Seeding and planting is nearly done on the Canadian prairies and producers are beginning to apply their in-crop herbicide. Many are looking at the weather forecast for the next week and seeing some very high temperatures (30oC+) and wondering how this could impact their herbicide application. There are generally two concerns, how will this impact weed control and can it impact crop safety

Weed Control

Two Factors need to be satisfied for a herbicide to be effective: it needs to enter the plant and it needs to get to its target site.  These readily happen when the plant is actively growing.  If there is a barrier to entry or the plant is not actively growing, this can reduce efficacy of the herbicide.

Hot and dry conditions will drive the plant to conserve moisture. To do this the plant will develop a thick cuticle (the waxy exterior layer on plant), this prevent herbicide entry. In very high heat situations the plants can also shut down, preventing the herbicide to move to its target site.  Fortunately, the Canadian prairies have recently received a widespread precipitation event.  This moisture combined with warm weather has caused many weeds to germinate, stimulated rapid growth and fast stage advancement.  Smaller weeds are easier to control and with a good germination event like this, producers can get in early and get good control while the weeds are still small.  However, we will still need to watch out for extremely high temperatures as this can still cause plants to stop actively growing. Most labels will indicate the specific temperature for products. Many plants will begin to slow down or stop growth once the temperature exceeds +28oC, thus reducing efficacy.

Management Tips for herbicide efficacy this year

  • Apply when weeds are actively growing
  • Utilize the warm temperatures and recent moisture for great early season weed removal, BUT
  • Avoid application in the heat of the day (+28oC)

Crop safety

Crop safety can be the other concern with herbicide applications in high temperatures. Tank mixing herbicides with fertilizers, fungicides, growth regulators increase the overall surfactant/solvent load in the spray mixtures.  This increased solvent load combined with high heat can rapidly dissolve the cuticle and increase herbicide uptake . This may cause crop injury through “leaf burn” or “flashing”.     

The activity of contact herbicides is increased on both crops and weeds at higher temperatures. For photosystem inhibiting herbicides, bright sun and long days also increase activity. This is very positive for weed control but may predispose crops to elevated phytotoxicity.

The most critical time for crop injury following application of a contact herbicide is the first few hours after treatment. Therefore, injury can be minimized by applying the herbicide in the evening after the temperature and solar intensity has decreased.

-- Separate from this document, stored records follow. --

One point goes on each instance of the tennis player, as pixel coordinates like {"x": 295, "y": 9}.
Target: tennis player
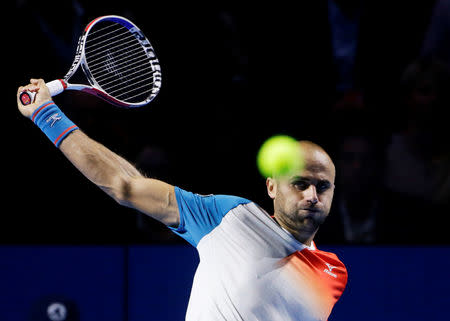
{"x": 253, "y": 266}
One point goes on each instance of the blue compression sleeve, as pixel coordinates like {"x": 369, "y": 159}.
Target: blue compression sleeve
{"x": 52, "y": 121}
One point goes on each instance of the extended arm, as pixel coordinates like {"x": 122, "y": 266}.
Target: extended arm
{"x": 113, "y": 174}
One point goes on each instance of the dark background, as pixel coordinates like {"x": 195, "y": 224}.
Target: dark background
{"x": 204, "y": 129}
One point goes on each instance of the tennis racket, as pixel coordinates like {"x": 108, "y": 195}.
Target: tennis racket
{"x": 118, "y": 61}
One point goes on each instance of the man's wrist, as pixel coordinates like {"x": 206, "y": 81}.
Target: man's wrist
{"x": 53, "y": 122}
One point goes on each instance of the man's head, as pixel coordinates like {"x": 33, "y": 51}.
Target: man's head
{"x": 302, "y": 200}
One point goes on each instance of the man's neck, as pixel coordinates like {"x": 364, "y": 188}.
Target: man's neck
{"x": 296, "y": 234}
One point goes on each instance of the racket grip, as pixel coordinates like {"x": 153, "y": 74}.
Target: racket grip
{"x": 55, "y": 87}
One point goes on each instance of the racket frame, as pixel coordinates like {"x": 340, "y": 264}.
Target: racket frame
{"x": 57, "y": 86}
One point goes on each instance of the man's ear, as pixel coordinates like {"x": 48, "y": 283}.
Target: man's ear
{"x": 271, "y": 185}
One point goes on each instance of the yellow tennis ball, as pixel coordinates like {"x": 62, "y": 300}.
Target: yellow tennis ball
{"x": 280, "y": 156}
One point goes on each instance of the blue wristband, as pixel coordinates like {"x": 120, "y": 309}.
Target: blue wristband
{"x": 52, "y": 121}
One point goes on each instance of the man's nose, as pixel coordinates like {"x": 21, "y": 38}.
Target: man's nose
{"x": 311, "y": 195}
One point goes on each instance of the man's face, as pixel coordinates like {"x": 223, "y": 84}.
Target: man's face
{"x": 302, "y": 201}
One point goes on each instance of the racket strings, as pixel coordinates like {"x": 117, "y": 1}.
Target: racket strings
{"x": 119, "y": 64}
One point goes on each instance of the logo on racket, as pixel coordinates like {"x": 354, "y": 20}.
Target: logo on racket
{"x": 53, "y": 118}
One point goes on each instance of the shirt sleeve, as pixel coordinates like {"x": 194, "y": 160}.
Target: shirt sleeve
{"x": 199, "y": 214}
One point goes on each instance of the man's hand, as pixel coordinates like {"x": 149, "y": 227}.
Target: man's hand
{"x": 42, "y": 95}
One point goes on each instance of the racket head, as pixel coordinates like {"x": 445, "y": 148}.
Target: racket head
{"x": 119, "y": 62}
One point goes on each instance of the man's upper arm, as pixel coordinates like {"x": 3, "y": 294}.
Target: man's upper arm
{"x": 154, "y": 198}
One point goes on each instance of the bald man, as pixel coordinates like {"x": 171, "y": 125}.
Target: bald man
{"x": 253, "y": 266}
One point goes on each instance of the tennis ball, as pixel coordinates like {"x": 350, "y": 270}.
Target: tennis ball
{"x": 280, "y": 156}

Evening application will allow several hours of moderate temperatures following treatment and is therefore preferred under hot conditions to morning application, which will be followed immediately by increasing temperatures.

Some contact herbicides are labeled for use with various additives.  Most additives also increase the chance for crop injury. Omitting an optional adjuvant or using the lower labeled rate of the recommended adjuvant will reduce injury potential from a contact herbicide applied at high temperatures.

Additionally, crop tolerance to some herbicides is enabled by rapid metabolism before the herbicide can bind to a target site within the plant.  If metabolism is slowed down it can cause a temporary crop injury like stunting or flashing.  Applying while the crop is actively growing will ensure that metabolism is mitigating potential phytotoxicity from the herbicide.

Management Tips for Crop Safety under Hot Conditions - a Summary

  • Apply herbicides according to label - do not add fertilizers, fungicides, or growth regulators which are not recommended by the manufacturer
  • When applying in high temp situations – consider removing or reducing the use of optional adjuvants that are recommended for cooler temperature situations.